Cellular Inflammation Genes
IL-1α regulation of genes expressed at the membrane fundamentally alters the fibroblast responsiveness to extracellular inflammatory factors. Membrane receptors for IL-7 and IL-15 were upregulated. Expression of gp130, a membrane receptor/signal transducer for IL-6, 37 38 increased fivefold, and together with an increase in IL-6, suggests the coordinated expression of a signaling pathway. Receptor responses to the cytokine glia-derived neurotrophic factor (GDNF) are modified by RETL-2, which increased threefold. 39 In contrast, the cytokine receptor for IL-11 was downregulated, suggesting a possible decreased responsiveness to the antiapoptotic signal generated by IL-11. 40 In addition, the decreased level of major histocompatibility complex (MHC) class II HLA-DR β-1 suggests that antigen presentation mediated by the fibroblasts may be diminished. 41  
Modulation of gene transcription is an essential feature of cytokine signaling, and expression changes in several transcriptional factors were observed (Tables 1 2 3) . Of particular note was the increased expression of signal transducer and activator of transcription (STAT)-4 and R-κB. STAT proteins have dual functions: first binding to cytokine receptors and then migrating into the nucleus and directly activating transcription. STAT4 is essential for IL-12 signals that lead to production of interferon-γ. 42 43 The recently identified R-κB is a homologue of nuclear factor (NF)-κB, the prototypical inflammatory transcription factor. Although R-κB is known to regulate interleukin-2 receptor α-chain gene expression, 44 its conceivably broad transcriptional and inflammatory effects remain to be explored. In contrast to transcription factors, an alternative mechanism for gene regulation is the degradation of newly formed mRNA. The observed increase in the nuclear protein HEM45 may have this effect, as suggested by its putative role in degrading viral mRNA. 45  
An important mechanism of IL-1α–mediated inflammation is the activation of eicosanoid signaling by modulating arachidonic acid metabolism. 10 No effects were observed on phospholipase A2 or COX-2 expression.
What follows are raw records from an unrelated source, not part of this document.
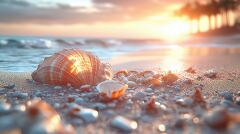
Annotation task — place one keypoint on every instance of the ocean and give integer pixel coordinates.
(23, 54)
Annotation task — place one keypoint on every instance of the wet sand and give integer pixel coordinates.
(225, 62)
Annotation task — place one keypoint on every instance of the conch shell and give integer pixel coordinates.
(73, 66)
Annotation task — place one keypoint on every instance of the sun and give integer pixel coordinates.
(173, 30)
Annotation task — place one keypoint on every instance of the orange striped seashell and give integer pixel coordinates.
(73, 66)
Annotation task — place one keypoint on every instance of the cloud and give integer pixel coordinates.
(20, 11)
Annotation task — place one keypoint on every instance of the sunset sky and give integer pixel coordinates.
(92, 18)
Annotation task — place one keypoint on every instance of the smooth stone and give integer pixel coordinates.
(149, 90)
(19, 95)
(139, 96)
(124, 124)
(38, 94)
(185, 102)
(85, 88)
(131, 84)
(4, 107)
(238, 93)
(57, 88)
(227, 95)
(21, 108)
(61, 94)
(56, 105)
(238, 101)
(99, 106)
(79, 100)
(88, 115)
(216, 118)
(10, 86)
(226, 103)
(161, 127)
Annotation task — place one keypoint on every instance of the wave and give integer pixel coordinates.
(26, 44)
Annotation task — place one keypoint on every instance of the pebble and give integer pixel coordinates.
(238, 93)
(57, 88)
(79, 100)
(217, 118)
(19, 108)
(19, 95)
(226, 103)
(227, 95)
(148, 74)
(124, 124)
(139, 96)
(85, 88)
(88, 115)
(131, 84)
(56, 105)
(149, 90)
(185, 102)
(238, 101)
(9, 86)
(170, 78)
(161, 127)
(211, 74)
(4, 107)
(61, 94)
(99, 106)
(38, 94)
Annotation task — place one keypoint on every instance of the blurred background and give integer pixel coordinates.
(33, 29)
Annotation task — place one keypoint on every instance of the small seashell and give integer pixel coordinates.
(121, 73)
(73, 66)
(197, 97)
(9, 86)
(218, 118)
(124, 124)
(190, 70)
(87, 114)
(147, 74)
(85, 88)
(57, 88)
(169, 78)
(112, 89)
(152, 105)
(161, 127)
(131, 84)
(211, 74)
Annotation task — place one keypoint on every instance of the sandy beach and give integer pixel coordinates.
(175, 114)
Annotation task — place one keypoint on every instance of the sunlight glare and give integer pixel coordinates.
(176, 29)
(173, 61)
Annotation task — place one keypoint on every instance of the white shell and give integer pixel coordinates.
(112, 89)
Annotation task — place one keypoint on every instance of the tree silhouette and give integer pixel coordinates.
(195, 10)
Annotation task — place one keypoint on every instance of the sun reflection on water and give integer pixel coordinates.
(173, 60)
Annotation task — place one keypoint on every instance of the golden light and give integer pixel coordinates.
(173, 60)
(79, 64)
(175, 29)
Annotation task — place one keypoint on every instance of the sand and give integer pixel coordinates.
(225, 62)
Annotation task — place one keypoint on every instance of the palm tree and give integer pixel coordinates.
(192, 11)
(213, 10)
(226, 6)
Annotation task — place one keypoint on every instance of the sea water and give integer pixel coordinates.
(23, 54)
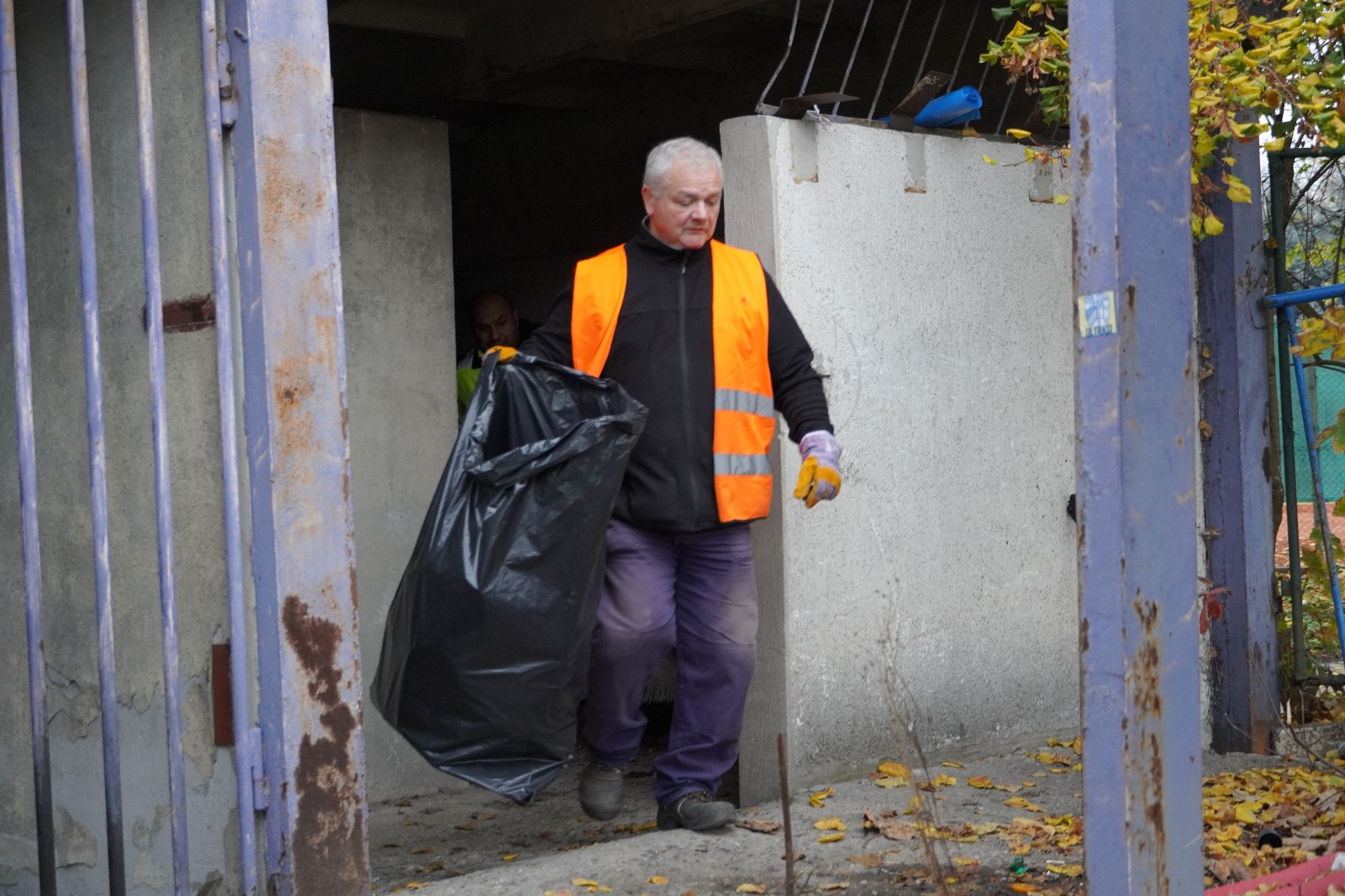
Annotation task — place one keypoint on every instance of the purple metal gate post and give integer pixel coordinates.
(159, 430)
(1239, 530)
(98, 448)
(298, 448)
(27, 450)
(239, 672)
(1136, 385)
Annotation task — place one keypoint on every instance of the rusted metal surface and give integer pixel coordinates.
(1136, 447)
(299, 448)
(1239, 529)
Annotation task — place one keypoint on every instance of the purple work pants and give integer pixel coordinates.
(692, 591)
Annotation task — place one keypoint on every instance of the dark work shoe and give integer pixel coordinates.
(600, 791)
(696, 811)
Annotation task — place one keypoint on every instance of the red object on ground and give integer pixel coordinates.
(1309, 878)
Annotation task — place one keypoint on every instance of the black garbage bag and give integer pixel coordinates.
(488, 640)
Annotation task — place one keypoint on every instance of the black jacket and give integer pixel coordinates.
(663, 356)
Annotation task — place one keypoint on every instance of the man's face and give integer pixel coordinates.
(685, 212)
(494, 323)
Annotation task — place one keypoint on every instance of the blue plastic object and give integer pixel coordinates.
(959, 107)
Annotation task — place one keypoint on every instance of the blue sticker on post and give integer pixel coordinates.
(1098, 315)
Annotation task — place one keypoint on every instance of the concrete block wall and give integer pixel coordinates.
(935, 289)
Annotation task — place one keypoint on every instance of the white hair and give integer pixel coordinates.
(689, 151)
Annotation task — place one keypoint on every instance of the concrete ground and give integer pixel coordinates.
(464, 841)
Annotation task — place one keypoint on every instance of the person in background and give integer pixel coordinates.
(699, 334)
(494, 322)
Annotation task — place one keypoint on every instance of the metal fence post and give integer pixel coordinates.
(1130, 136)
(298, 448)
(1239, 530)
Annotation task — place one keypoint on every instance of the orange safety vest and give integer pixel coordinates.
(744, 403)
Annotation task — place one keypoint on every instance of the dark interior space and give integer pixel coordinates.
(551, 107)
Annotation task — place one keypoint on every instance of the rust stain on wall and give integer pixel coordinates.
(329, 841)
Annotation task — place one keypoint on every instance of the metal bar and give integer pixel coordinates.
(1134, 400)
(1302, 296)
(1318, 499)
(854, 51)
(1004, 113)
(985, 67)
(244, 759)
(98, 448)
(934, 30)
(298, 448)
(817, 45)
(892, 50)
(1286, 412)
(1239, 528)
(789, 47)
(159, 425)
(962, 50)
(27, 451)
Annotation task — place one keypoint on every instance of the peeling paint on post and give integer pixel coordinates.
(299, 448)
(1239, 526)
(1136, 463)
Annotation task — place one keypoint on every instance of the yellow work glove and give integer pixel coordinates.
(820, 479)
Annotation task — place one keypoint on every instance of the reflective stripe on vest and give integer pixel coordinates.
(744, 403)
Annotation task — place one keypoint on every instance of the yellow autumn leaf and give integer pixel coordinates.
(1237, 192)
(1246, 813)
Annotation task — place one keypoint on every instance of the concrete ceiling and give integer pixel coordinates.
(428, 57)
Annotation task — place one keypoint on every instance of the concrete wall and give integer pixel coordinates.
(397, 276)
(936, 296)
(397, 266)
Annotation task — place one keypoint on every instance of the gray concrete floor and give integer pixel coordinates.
(464, 841)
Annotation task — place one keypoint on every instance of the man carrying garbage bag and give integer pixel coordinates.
(697, 333)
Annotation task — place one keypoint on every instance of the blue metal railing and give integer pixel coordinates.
(27, 450)
(244, 759)
(159, 425)
(98, 447)
(1286, 304)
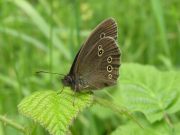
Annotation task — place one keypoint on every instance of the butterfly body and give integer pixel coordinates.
(97, 63)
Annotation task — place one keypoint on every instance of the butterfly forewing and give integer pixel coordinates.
(107, 28)
(100, 67)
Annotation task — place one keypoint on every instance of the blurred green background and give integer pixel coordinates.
(46, 35)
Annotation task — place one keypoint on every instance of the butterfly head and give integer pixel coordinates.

In contrast to the cyclooxygenase pathway, the lipoxygenase pathway appeared to be activated early with the observed increase in leukotriene C4 synthase. 46 Among other effects, its secreted product leukotriene-C4 (LTC4) increases microvascular permeability. 47  
Corneal Transparency and Extracellular Matrix Genes
One of the remarkable features of the cornea is its essential transparency to light—a transparency that is diminished after injury. This transparency depends on the extracellular collagen composition and organization, and corneal fibroblasts are a primary source of extracellular matrix proteins in the stroma. TGFβ, for example, regulates collagen synthesis and deposition and is an immunosuppressant in the anterior chamber. 48 49 Activation of TGFβ is dependent on thrombospondin-1, which increased fourfold after IL-1α treatment. This may affect both the matrix structure and regulation of inflammation. 50 An observed decrease in the TGFβ type III receptor suggests IL-1α may modulate specific TGF signaling pathways. 51 52 bone morphogenic protein (BMP)-7, which regulates specific collagen deposition, displayed a decreased expression. 53 In addition to these signaling molecules, IL-1α induced a threefold increase in α-1 type VII collagen (COL7A1), which has a specific role in anchoring the basal cells of the corneal epithelium to the stroma. 54 Also observed was a threefold decrease in α-5 collagen type IV (COL4A5), which helps form corneal basement membranes. 55  
Collagen matrix organization is regulated by accessory proteins. Proteoglycans maintain corneal transparency by regulating collagen fibril spacing and corneal hydration. A sevenfold increase in chondroitin 6-sulfotransferase–like protein was detected. Expression of this enzyme may be critical for maturation of the keratan sulfate proteoglycans, which are the major proteoglycans in the cornea. 56 57 At the same time, a fivefold decrease in the chondroitin sulfate proteoglycan versican was also detected. Other accessory proteins identified were matrilin-3, which forms collagen-dependent and -independent fibrils, 58 and thrombospondin-1. 59  
Secreted proteases are known to play a major role in remodeling the stromal extracellular matrix during corneal wound healing. 60 61 62 In response to IL-1α, fibroblasts displayed a 10-fold increase in human metalloelastase (HME/MMP-12), which was originally identified in macrophages. 63 MMP-12 has multiple extracellular matrix substrates and disrupts basement membranes. 64 65 No expression changes in membrane type matrix metalloproteinase-1, -2, or -4 were detected. Although MMP-1 gene regulation was not detected under these experimental conditions, the observed increase in manganese superoxide dismutase, and leukotriene C4 synthase may eventually signal an increase in MMP-1. 66 67 Secreted proteases are regulated in turn by a various inhibitors. RECK is a membrane protein that inhibits MMP-9 activity. 68 Decreased RECK suggests a concomitant increase in MMP-9 proteolytic activity, which is associated with corneal tissue destruction. 61 62 In contrast, IL-1α induced the increased expression of two protease inhibitors: squamous cell carcinoma antigen (SCCA) 2 (leupin) and PAI-2, which may help control the degradation of the stromal matrix. 69 70 There were no observed expression changes in tissue inhibitor of metalloproteinase-2, -3, or -4. 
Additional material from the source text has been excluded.